Organizations lament over the risky dependence on Tribal Knowledge to run their business. Extracting the knowledge from the key individuals is not as simple as asking them to write down everything they know about a process. People holding the Keys to the Kingdom are frequently making heavy use of intuition and hard won experience that can’t be dumped to documentation immediately upon request.
A deliberate structured iterative process is needed to reveal, define, and understand the processes and criteria that people use to solve daily problems, make decisions, and manage in their specific operational areas.
Here is one generalized variation of a method to extract and structure tribal knowledge into a repeatable process complete with decision logic.
- Following the 80/20 rule, identify and document the 20% of the process that represents 80% of the normal conditions and decisions of the typical happy path.
- Create a visual holding place, if one doesn’t already exist, for the data (actions, issues, and decisions) associated with the process - probably in time sequence. This can be as simple as a spreadsheet.
- The objective of the visual system is to have a wider perspective of the norm so that the exceptions and non-standard conditions are more readily exposed for investigation and clarification.

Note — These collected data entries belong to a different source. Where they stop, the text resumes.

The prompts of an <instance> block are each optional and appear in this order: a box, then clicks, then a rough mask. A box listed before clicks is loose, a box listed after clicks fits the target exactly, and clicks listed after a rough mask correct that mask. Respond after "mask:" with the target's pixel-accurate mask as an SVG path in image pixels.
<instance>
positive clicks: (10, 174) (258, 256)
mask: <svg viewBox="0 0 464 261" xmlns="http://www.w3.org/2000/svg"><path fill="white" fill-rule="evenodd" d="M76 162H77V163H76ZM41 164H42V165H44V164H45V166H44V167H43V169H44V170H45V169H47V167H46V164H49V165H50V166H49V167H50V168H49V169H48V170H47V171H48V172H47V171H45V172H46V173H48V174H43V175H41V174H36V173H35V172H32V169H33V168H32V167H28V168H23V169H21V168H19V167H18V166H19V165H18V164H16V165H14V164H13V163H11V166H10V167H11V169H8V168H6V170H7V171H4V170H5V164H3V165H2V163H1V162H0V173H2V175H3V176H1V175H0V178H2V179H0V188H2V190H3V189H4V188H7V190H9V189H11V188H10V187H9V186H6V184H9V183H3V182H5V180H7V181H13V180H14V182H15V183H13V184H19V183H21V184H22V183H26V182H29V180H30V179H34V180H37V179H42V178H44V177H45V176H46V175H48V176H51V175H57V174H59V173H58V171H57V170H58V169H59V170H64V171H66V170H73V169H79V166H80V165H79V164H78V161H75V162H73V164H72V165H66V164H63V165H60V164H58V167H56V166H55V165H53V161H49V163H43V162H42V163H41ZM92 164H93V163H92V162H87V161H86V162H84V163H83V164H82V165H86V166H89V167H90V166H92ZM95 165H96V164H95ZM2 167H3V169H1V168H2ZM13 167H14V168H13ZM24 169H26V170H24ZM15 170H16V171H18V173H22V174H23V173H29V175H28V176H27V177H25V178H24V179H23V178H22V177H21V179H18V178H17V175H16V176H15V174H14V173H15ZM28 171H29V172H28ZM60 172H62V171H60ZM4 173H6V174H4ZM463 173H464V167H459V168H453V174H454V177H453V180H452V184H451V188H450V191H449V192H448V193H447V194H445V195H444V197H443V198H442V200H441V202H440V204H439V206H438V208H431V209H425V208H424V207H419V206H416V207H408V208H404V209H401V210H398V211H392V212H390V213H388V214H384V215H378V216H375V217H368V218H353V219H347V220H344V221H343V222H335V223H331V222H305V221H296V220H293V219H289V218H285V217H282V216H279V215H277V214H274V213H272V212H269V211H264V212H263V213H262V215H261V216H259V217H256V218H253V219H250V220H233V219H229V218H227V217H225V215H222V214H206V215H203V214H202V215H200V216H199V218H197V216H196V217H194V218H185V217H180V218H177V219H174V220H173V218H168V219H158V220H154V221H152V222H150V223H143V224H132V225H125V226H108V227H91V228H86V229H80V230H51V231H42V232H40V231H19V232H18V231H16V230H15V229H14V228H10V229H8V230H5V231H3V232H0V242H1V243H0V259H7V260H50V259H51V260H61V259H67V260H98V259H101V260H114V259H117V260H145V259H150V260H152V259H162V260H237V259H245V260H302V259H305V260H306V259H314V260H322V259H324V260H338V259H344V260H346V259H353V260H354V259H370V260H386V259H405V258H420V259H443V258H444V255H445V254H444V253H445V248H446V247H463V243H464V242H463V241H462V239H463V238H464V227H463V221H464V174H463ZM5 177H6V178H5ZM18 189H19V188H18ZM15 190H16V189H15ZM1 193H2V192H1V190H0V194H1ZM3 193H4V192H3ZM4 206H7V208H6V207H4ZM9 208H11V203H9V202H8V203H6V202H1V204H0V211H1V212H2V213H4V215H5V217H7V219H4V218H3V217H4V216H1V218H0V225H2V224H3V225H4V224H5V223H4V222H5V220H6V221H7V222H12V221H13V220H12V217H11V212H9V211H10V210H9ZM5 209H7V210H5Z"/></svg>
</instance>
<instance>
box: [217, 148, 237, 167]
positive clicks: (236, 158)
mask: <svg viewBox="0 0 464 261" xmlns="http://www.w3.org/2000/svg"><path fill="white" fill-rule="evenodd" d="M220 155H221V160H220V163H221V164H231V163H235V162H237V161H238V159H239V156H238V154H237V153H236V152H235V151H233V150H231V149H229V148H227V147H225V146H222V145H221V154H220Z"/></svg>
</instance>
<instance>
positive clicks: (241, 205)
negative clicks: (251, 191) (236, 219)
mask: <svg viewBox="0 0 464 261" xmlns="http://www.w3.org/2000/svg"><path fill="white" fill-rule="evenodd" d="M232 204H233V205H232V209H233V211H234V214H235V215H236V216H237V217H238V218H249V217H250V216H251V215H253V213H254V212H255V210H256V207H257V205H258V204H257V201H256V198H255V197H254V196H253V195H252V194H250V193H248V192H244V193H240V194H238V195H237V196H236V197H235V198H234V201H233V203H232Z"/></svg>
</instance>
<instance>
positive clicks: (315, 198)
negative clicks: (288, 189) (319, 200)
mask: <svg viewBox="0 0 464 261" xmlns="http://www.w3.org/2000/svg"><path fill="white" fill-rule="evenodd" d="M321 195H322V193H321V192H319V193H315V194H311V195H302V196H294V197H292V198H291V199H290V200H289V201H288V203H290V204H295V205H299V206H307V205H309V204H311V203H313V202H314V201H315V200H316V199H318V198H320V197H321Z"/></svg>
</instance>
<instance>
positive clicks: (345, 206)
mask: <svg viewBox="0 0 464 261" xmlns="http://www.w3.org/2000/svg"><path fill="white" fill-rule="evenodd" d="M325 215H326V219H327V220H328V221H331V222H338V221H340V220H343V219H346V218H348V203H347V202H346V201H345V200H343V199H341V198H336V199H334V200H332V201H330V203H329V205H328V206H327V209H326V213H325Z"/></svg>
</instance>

- Apply what I call pattern-based process improvement and creative slicing and dicing of the data to begin to fill in the missing pieces that are currently only understood by the people with the “keys to the kingdom”.
This method is best executed with participation between the mentor (process expert) and at least one other person with “outside the process” eyes to distinguish between the intuitive knowledge and explicit knowledge. The additional participants are part of the audit process to verify if the process is being standardized in a form that can be operated by other non-experts.